Sometimes an intervention fails, even if you have done everything right. The subject of the intervention may refuse treatment, claiming that he or she doesn’t want help or can stop on his or her own.

It’s also possible that although the person agrees to go to treatment, they may leave early without following the program through to completion.

While this is extremely disheartening for intervention organizers, it’s important not to blame yourselves. Also, although you are bound to be discouraged and angry, don’t view the refusal as a complete failure. The following may help you determine what steps to take if an intervention fails:

  • During the intervention, you clearly outlined exactly what would happen if treatment wasn’t accepted or completed. For example, you may have told the person you won’t tolerate certain behaviors, or that you will no longer pay the bills or provide a place to live. Now, it’s time to stand behind your words immediately, no matter how difficult. All intervention participants must follow through so the person understands you meant what you said. Otherwise, the words have no meaning.
  • Consider staging another intervention, but not immediately. If your loved one has time to think about the many ways life has changed since the intervention, she may be more willing to enter drug and alcohol treatment or rehab.
  • Stay in touch with other intervention participants. Consider getting together regularly to talk about the situation and to provide mutual support. This will help you remain strong and maintain the boundaries you established at the first intervention.
  • Don’t give up hope and don’t turn your back on your addicted friend or family member. While you aren’t offering the same type of support as before, it’s important to let the person know you still love them and that you haven’t given up.
  • Use this time as a learning opportunity.

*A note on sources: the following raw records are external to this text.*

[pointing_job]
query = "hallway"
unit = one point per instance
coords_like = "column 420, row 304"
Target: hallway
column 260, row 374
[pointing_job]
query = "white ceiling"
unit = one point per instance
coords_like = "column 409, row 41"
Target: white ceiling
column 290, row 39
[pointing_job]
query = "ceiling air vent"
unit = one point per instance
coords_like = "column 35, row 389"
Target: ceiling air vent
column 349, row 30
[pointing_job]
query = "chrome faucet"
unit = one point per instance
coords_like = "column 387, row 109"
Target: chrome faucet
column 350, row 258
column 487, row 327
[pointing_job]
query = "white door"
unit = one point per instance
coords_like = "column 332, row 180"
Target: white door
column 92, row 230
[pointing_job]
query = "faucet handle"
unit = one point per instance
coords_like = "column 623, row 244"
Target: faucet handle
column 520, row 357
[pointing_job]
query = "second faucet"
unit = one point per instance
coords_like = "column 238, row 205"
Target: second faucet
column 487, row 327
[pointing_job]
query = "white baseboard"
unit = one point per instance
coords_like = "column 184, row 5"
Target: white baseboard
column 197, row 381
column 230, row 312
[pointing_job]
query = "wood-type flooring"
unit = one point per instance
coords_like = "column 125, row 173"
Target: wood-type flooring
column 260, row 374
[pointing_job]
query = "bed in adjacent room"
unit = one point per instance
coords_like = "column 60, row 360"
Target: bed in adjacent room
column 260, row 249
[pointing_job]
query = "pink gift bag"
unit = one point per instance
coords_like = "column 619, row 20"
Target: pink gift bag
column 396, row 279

Keep reading and learning about addiction and recovery.
  • Don’t allow the failed intervention to stop you from enjoying life. Continue to spend time with friends and family. Engage in activities you enjoy.
  • If necessary, seek counseling to help you cope with the anger and disappointment of the failed intervention and please know, there will be a second chance. However, in the meantime, focus on yourself, your life, your personal development and growth. A family member once told us: “I had to learn to “go within” – when I changed, the outside – the addicted person changed. I let go and this was the “kickoff” for my family member to get better and enter treatment”.